Après avoir organisé une matinale autour de l’enjeu carbone l’an dernier, La Coopération agricole s’est attelée, cette année, à l’agriculture régénératrice et aux initiatives des coopératives en la matière (1). Le 3 juillet dernier, ils étaient près d’une centaine de participants à pouvoir bénéficier d’interventions fort intéressantes de la part des treize intervenants conviés à partager leur savoir et leur expérience.
Pas trop de dogmatisme
Parmi eux, des représentants de coopératives, mais pas que. En effet, après une introduction de cette matinée par Dominique Chargé, président de La Coopération agricole, les échanges ont été ouverts par Marc-André Selosse, microbiologiste, écologue et professeur notamment au Muséum d’histoire naturelle, qui a rappelé le rôle essentiel du sol.
Et ce, sans trop de dogmatisme, mais en reconnaissant que tous les sols ne supportent pas le non-labour, qu’il encourage à adopter. Et sans condamner non plus systématiquement les engrais minéraux, « si on utilise déjà la matière organique existante ». Ni tous les pesticides puisqu’il est pour le glyphosate dans le cadre de l’agriculture de conservation des sols, dans la mesure où « il n’y a pas d’autre solution pour désherber. Cet herbicide est de toute façon appelé à disparaître d’ici cinq à six ans. Il est toxique pour les vers de terre, mais moins toxique quand même que le labour. Cependant, si on pouvait s’en passer dans le cas du non-labour, la biomasse microbienne pourrait être encore plus importante ». Et de souligner la capacité de l’agriculture française « à s’adapter et à progresser » et la nécessité de faire valoir « le label français en incitant à acheter français, car c’est mieux pour la santé ».

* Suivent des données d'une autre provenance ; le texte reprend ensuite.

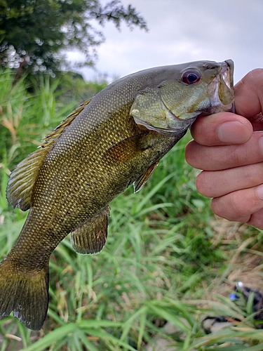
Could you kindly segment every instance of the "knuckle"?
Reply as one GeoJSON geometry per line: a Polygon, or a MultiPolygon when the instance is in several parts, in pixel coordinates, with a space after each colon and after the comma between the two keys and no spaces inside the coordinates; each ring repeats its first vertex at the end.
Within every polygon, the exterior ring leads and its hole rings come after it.
{"type": "Polygon", "coordinates": [[[214,187],[211,182],[211,172],[203,171],[196,177],[196,186],[198,191],[202,195],[207,197],[213,197],[214,187]]]}

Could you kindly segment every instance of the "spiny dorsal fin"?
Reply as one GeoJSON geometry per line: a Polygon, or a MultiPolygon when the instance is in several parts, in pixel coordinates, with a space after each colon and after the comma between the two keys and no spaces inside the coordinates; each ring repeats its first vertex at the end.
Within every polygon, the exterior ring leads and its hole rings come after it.
{"type": "Polygon", "coordinates": [[[48,134],[39,148],[18,164],[12,172],[7,185],[6,198],[13,207],[18,207],[22,211],[30,208],[34,184],[51,145],[90,100],[81,105],[54,131],[48,134]]]}
{"type": "Polygon", "coordinates": [[[72,232],[73,249],[79,253],[98,253],[105,245],[109,207],[72,232]]]}

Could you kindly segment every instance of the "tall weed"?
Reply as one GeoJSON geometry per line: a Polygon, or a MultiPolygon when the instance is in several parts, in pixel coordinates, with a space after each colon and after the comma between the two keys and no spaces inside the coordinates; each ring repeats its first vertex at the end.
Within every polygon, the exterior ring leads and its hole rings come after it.
{"type": "MultiPolygon", "coordinates": [[[[6,203],[9,173],[76,107],[62,103],[57,80],[43,77],[34,89],[28,84],[14,84],[8,70],[0,78],[1,258],[26,216],[6,203]]],[[[0,320],[1,351],[144,350],[158,336],[175,350],[263,349],[249,309],[242,319],[227,298],[210,307],[201,301],[227,257],[220,243],[211,241],[209,200],[196,192],[196,171],[184,161],[189,138],[160,161],[140,192],[130,187],[112,201],[107,242],[99,255],[76,254],[69,237],[60,244],[50,262],[43,328],[36,333],[12,317],[0,320]],[[211,313],[238,316],[241,324],[206,336],[201,322],[211,313]],[[175,328],[173,334],[161,328],[168,322],[175,328]]]]}

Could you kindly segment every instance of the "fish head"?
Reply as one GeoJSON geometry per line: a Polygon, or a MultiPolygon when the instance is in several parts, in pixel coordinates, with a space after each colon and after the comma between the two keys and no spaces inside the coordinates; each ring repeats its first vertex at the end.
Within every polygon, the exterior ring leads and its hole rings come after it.
{"type": "Polygon", "coordinates": [[[231,60],[168,66],[168,72],[163,69],[165,79],[155,80],[135,97],[130,113],[137,124],[175,135],[189,128],[201,114],[234,112],[231,60]]]}

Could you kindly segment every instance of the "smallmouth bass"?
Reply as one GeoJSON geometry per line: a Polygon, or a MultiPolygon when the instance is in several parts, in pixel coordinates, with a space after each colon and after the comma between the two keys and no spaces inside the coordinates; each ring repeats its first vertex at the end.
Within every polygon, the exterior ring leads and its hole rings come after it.
{"type": "Polygon", "coordinates": [[[29,212],[0,263],[0,317],[13,312],[39,330],[48,305],[48,261],[71,232],[78,253],[97,253],[109,204],[147,182],[159,160],[201,114],[232,110],[234,64],[198,61],[141,71],[82,104],[22,161],[9,204],[29,212]]]}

Dépasser les 10 % de la collecte
Les témoignages qui ont suivi ont démontré cette adaptation et cette progression. Ainsi, Pierre Toussaint, directeur agronomie, transitions et innovation chez Axéréal, a évoqué les deux offres proposées à leurs agriculteurs adhérents en agriculture régénératrice dont une avec une garantie bas carbone. Maïsadour déploie un contrat agriculture régénératrice concernant à ce jour une quarantaine d’agriculteurs et 1 000 hectares avec une prime de 100 €/ha. À terme, 300 agriculteurs et 3 000 ha sont visés.
Pour sa part, Noriap conduit deux projets, l’un avec le programme Sols vivants et l’autre avec le modèle Transitions développé par le groupe Vivescia, et compte dépasser en 2028 le cap des 10 % de sa collecte engagés dans ces démarches. Vivescia était aussi présent pour présenter son initiative lancée autour du diagnostic de biodiversité AgriBest.
Terrena a nommé un chargé d’agriculture régénératrice depuis septembre dernier et projette de réaliser 1 000 diagnostics indice de régénération (l’IR de Pour une agriculture du vivant [PADV]) d’ici à 2028 également. Quant à la coopérative Limagrain, elle a mis en place le projet Matrice, une grande ferme d’expérimentation systémique pour explorer en plein champ diverses stratégies répondant aux défis climatiques, économiques et environnementaux.
Des offres bancaires pour la transition
Ces témoignages ont été complétés par deux tables rondes faisant participer Earthworm, Nestlé, PADV, qui accompagnent ou mènent des initiatives notamment avec les coopératives agricoles. Ainsi que le Crédit Agricole Nord de France, qui a lancé deux offres, l’une fondée sur l’IR de PADV avec un crédit plus ou moins bonifié selon le niveau de cet indicateur, l’autre pour tous les agriculteurs s’engageant dans la transition. Francis Bucaille, agriculteur et cofondateur de Gaïago, et Michel Duru, de l’Inrae, ont également apporté leur contribution aux discussions. Le chercheur a notamment invité par ses propos à prendre de la hauteur tout en pointant ce qui est à faire bouger et en appelant à des écologies créatives de valeur et non à des politiques punitives.
Ces tables rondes ont permis de mettre à nouveau en avant que la transition concerne tous les acteurs. En fait, nous tous, comme l’a souligné Marc-André Selosse, qui va à la rencontre de lycéens de la région parisienne, « car il faut penser le sujet collectivement. Nous devons léguer à nos enfants tout ce qu'il faut pour manger, c'est-à-dire des sols intacts ».
(1) Les prochaines matinales aborderont les relations commerciales, le 30 septembre, et l’agrivoltaïsme, le 5 novembre 2025.